Entscheidungsgründe:
Die zulässige Klage ist begründet.
Der Bescheid der Beklagten vom 26.09.2006 in der Fassung des Überprüfungsbescheides vom 13.08.2007 in der Gestalt des Widerspruchsbescheides vom 10.09.2007 ist rechtswidrig und verletzt den Kläger in seinen Rechten. Die Beklagte hat zu Unrecht den Eintritt einer Sperrzeit wegen verspäteter Arbeitslosmeldung festgestellt. Die Arbeitslosmeldung des Klägers ist nach Überzeugung der Kammer rechtzeitig erfolgt.
Gemäß § 144 Abs. 1 Satz 1 SGB III ruht der Anspruch für die Dauer einer Sperrzeit, wenn der Arbeitnehmer sich versicherungswidrig verhalten hat, ohne dafür einen wichtigen Grund zu haben. Nach § 144 Abs. 1 Nr. 7 SGB III (eingefügt durch das 5. SGB III-Änderungsgesetz vom 22. Dezember 2005, in Kraft ab 31. Dezember 2005) liegt versicherungswidriges Verhalten vor, wenn der Arbeitslose seiner Meldepflicht nach § 37 b SGB III nicht nachgekommen ist.
Gemäß § 37 b SGB III sind Personen, deren Arbeits- oder Ausbildungsverhältnis endet, verpflichtet, sich spätestens drei Monate vor dessen Beendigung persönlich bei der Agentur für Arbeit arbeitsuchend zu melden. Liegen zwischen der Kenntnis des Beendigungszeitpunktes und der Beendigung des Arbeits- oder Ausbildungsverhältnisses weniger als drei Monate, so hat die Meldung innerhalb von drei Tagen nach Kenntnis des Beendigungszeitpunktes zu erfolgen. Die Handlungsfrist von drei Tagen beginnt mit dem Tag, der auf den Tag folgt, an dem der Verpflichtete vom Beendigungszeitpunkt Kenntnis erhält.
Ob diese Frist nur an Tagen läuft an denen die Arbeitsagentur dienstbereit ist, lässt sich weder dem Gesetzeswortlaut noch der Gesetzesbegründung eindeutig entnehmen. Die Gesetzesbegründung führt hierzu lediglich an, dass die Einführung „einer nach Tagen bestimmten Reaktionsfrist“ auch der Verwaltungsvereinfachung dient (Bundestags-Drucksache 16/109, Seite 6).

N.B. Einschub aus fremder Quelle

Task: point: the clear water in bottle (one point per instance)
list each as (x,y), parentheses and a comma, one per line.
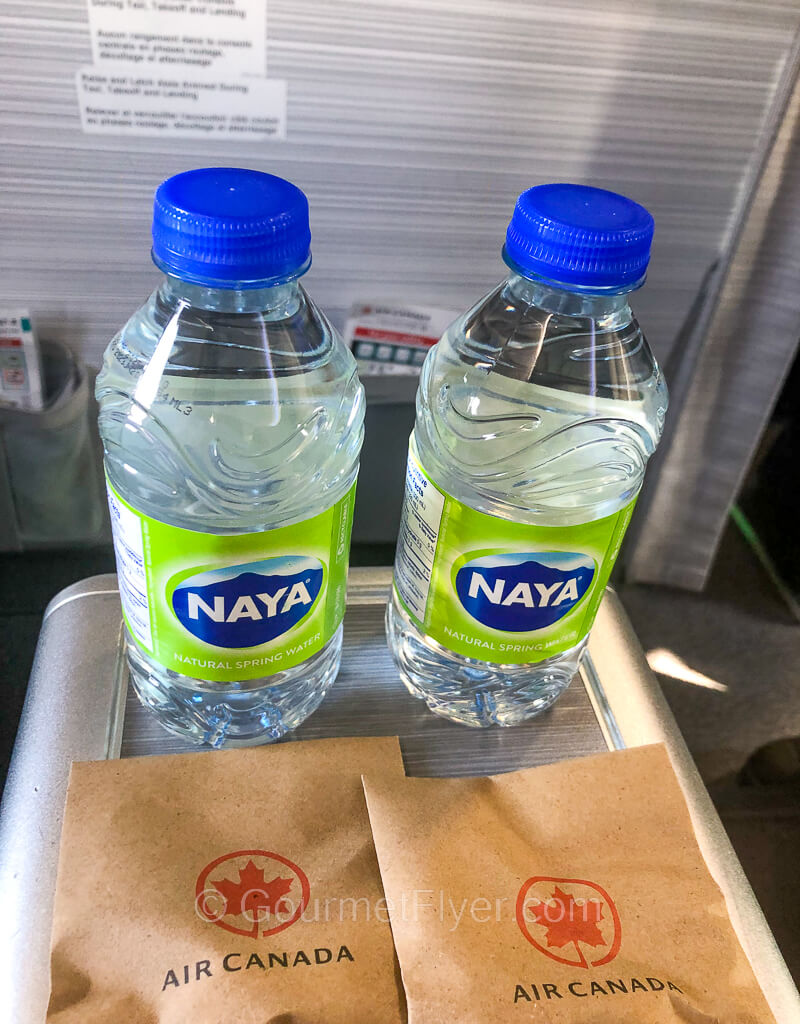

Nach Überzeugung der Kammer spricht diese Gesetzesbegründung dafür, dass auch nach dem Willen des Gesetzgebers das Entscheidende an dieser Frist ist, dass die Möglichkeit zu der gewünschten „Reaktion“ besteht, also dass die Agentur für Arbeit zur Arbeitslosmeldung persönlich aufgesucht werden kann. Dies ist an Tagen fehlender Dienstbereitschaft eben gerade nicht möglich. Auch spricht die Gesetzesbegründung nicht ausdrücklich von „Kalendertagen“. Die Kammer schließt sich daher der vom SG Hamburg (Gerichtsbescheid vom 20.04.2007, AZ. 18 AL 829/06) und in der Literatur überwiegend vertretenen Ansicht an, dass sich die Handlungsfrist um Tage an denen die Arbeitsagentur nicht dienstbereit ist hinaus schiebt (vgl. Rademacher in GK-SGB III Stand Dezember 2006 zu § 37b Rdnr. 30; Niesel 4. Auflage § 37b Rn. 15).
Für diese Auslegung spricht auch die bisherige Rechtsprechung des Bundessozialgerichts zu § 37b SGB III a.F … Danach können Tage der Verspätung nur solche Tage sein, an denen dem Arbeitslosen der Vorwurf gemacht werden kann, sich nicht darum bemüht zu haben, den Versicherungsfall der Arbeitslosigkeit möglichst zu vermeiden oder deren Dauer zu begrenzen. Dabei sind Tage fehlender Dienstbereitschaft des Arbeitsamtes, nämlich Wochenenden oder Feiertage, auszunehmen (BSG Urteil vom 18.08.2005, Az. B 7a/7 AL 94/04 R; Spellbrink in: Eicher/Schlegel SGB III, § 140 Rdnr. 31, Stand Juni 2003). Dem entspricht die im Gesetzestext gewählte Formulierung „Tage“ statt „Kalendertage“ (Spell-brink a.a.O.). Das Bundessozialgericht hat in der genannten Entscheidung im Leitsatz for-muliert, dass es nicht auf die Zahl der Kalendertage ankommt, sondern auf die Zahl der Tage, an denen es dem Arbeitslosen möglich war, sich arbeitsuchend zu melden. Dass „Tag“ im Sinne von § 37 b SGB III nur den Werktag erfassen kann, kann mit dem BSG schlüssig aus der Gesetzesbegründung zu § 140 SGB III hergeleitet werden.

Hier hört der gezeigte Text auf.